At a first sight there is a slight problem with this task: how do we get the XML out of the SQL Server table? After all, SQL Server is notorious for having the ease of import of XML , yet a great difficulty in exporting it back to the file system. However with the FileTable technology it is not hard at all. All it takes is a simple query. We’ll start off by importing just one file just to ‘test the plumbing’.

declare @filename varchar(30);
declare @wikifile varbinary(max);


select @filename = 'Wikifile' + cast([ID] as varchar(10)) + '.xml'
		,@wikifile = cast([WikiDocument] as varbinary(max))        
from [WikiDB].[dbo].[WikiDocuments]
where ID = 1;

insert [WikiFilesDB].[dbo].[WikiFiles](Name, file_stream) values(@filename, @wikifile); 

What this code does is to simply take a row from the [WikiDB].[dbo].[WikiDocuments] table, converts the XML datatype to varbinary and saves it to the [WikiFilesDB].[dbo].[WikiFiles].

And if we right-click on the FileTable in WikiFilesDB, we can open an Windows Explorer window and see the file we just imported:

The imported file

From here on, I can copy the XML file and paste it to a different folder, I can even modify the XML file with the use of external editor.

But how can we search the contents?

What files can FTS deal with?

The first question is: what file types can Full-text search handle?

The answer is just a matter of executing the following DMV:

select * from sys.fulltext_document_types

There are 50 filetypes supported at this time, and XML is one of them.

How to use FTS on FileTable?

Earlier in this article I already created the Full-Text index on the FileTable.

Now I will actually execute a loop which inserts the XML files to the FileTable:

DECLARE @intFlag INT
SET @intFlag = 1
WHILE (@intFlag <=50000)
BEGIN

declare @wikifile varbinary(max);
declare @name varchar(30);

select @name = 'Wikifile' + convert(varchar(15),@intFlag) + '.xml'
		,@wikifile = cast([WikiDocument] as varbinary(max))        
from [WikiDB].[dbo].[WikiDocuments]
where ID = @intFlag;

insert [WikiFilesDB].[dbo].[WikiFiles](Name, file_stream) values(@name, @wikifile); 

SET @intFlag = @intFlag + 1
END
GO

For the purpose of this article, I will work with only 50,000 XML files, and in a later article I will explain the performance considerations for FileTable, including the scalability and performance of various file counts.

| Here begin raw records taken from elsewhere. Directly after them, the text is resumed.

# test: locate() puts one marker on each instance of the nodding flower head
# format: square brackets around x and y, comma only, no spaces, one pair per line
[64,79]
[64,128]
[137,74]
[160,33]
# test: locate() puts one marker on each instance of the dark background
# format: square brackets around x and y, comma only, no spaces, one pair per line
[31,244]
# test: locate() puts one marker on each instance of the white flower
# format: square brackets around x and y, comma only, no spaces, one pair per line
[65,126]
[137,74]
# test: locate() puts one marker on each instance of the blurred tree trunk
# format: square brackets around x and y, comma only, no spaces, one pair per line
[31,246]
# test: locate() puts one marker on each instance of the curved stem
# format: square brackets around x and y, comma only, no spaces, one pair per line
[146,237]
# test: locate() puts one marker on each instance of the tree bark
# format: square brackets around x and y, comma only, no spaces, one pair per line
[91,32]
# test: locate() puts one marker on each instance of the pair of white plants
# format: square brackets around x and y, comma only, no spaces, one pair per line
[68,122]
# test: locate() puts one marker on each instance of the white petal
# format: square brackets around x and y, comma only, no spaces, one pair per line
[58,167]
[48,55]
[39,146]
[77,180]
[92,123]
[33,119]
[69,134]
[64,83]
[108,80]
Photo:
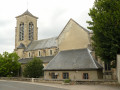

After completing the export and import of XML files to WikiFilesDB, it is time to re-build the Full-Text search catalog.

Before we hit the ‘Rebuild’ button, let’s prepare a script which will help us find out the status and how long it took to rebuild the catalog. For this purpose we are going to look into the default trace and I will slightly modify a script from my previous article “The default trace in SQL Server - the power of performance and security auditing”:

SELECT  TE.name AS [EventName] ,
        DB_NAME(t.DatabaseID) AS DatabaseName ,
        t.DatabaseID ,
        t.NTDomainName ,
        t.ApplicationName ,
        t.LoginName ,
        t.SPID ,
        t.StartTime ,
        t.IsSystem
FROM    sys.fn_trace_gettable(CONVERT(VARCHAR(150), ( SELECT TOP 1
                                                              f.[value]
                                                      FROM    sys.fn_trace_getinfo(NULL) f
                                                      WHERE   f.property = 2
                                                    )), DEFAULT) T
        JOIN sys.trace_events TE ON T.EventClass = TE.trace_event_id
WHERE   DB_NAME(t.DatabaseID) = 'WikiFilesDB'
		AND (
		te.name = 'FT:Crawl Started'
        OR te.name = 'FT:Crawl Aborted'
        OR te.name = 'FT:Crawl Stopped')
	ORDER BY t.StartTime DESC

Now let’s start the catalog rebuild with the following script and then let’s look at the default trace:

USE [WikiFilesDB]
GO
ALTER FULLTEXT CATALOG [WikiFilesFT] REBUILD
GO

When we execute the default trace query, we will get the start time of the Full-Text catalog rebuild:

The start time of the Full-Text catalog rebuild

Later on we can run the query again, and we will see the finish time of the Full-Text rebuild:

The finish time of the Full-Text rebuild

And here is another way to see the properties and the status of the Full-Text Catalog:

USE [WikiFilesDB]
GO

declare @FTCatalogName nvarchar(250)
set @FTCatalogName = 'WikiFilesFT'
 
SELECT
cat.name AS [Name],
cat.fulltext_catalog_id AS [ID],
CAST(FULLTEXTCATALOGPROPERTY(cat.name,'AccentSensitivity') AS bit) AS [IsAccentSensitive],
CAST(cat.is_default AS bit) AS [IsDefault],
dp.name AS [Owner],
FULLTEXTCATALOGPROPERTY(cat.name,'LogSize') AS [ErrorLogSize],
FULLTEXTCATALOGPROPERTY(cat.name,'IndexSize') AS [FullTextIndexSize (MB)],
FULLTEXTCATALOGPROPERTY(cat.name,'ItemCount') AS [ItemCount]
,(SELECT CASE FULLTEXTCATALOGPROPERTY(cat.name,'PopulateStatus')
        WHEN 0 THEN 'Idle'
        WHEN 1 THEN 'Full Population In Progress'
        WHEN 2 THEN 'Paused'
        WHEN 3 THEN 'Throttled'
        WHEN 4 THEN 'Recovering'
        WHEN 5 THEN 'Shutdown'
        WHEN 6 THEN 'Incremental Population In Progress'
        WHEN 7 THEN 'Building Index'
        WHEN 8 THEN 'Disk Full.  Paused'
        WHEN 9 THEN 'Change Tracking' END) AS PopulateStatus
FROM
sys.fulltext_catalogs AS cat
LEFT OUTER JOIN sys.filegroups AS fg ON cat.data_space_id = fg.data_space_id
LEFT OUTER JOIN sys.database_principals AS dp ON cat.principal_id=dp.principal_id
WHERE
(cat.name=@FTCatalogName)
GO

When we execute this query, we will get the following result:

The result of the query

And finally, let’s write some queries which will allow us to find words and phrases from the XML files we just imported. Keep in mind that the Full-Text search in this case is ignoring the markup nodes of the XML files and only the content is indexed.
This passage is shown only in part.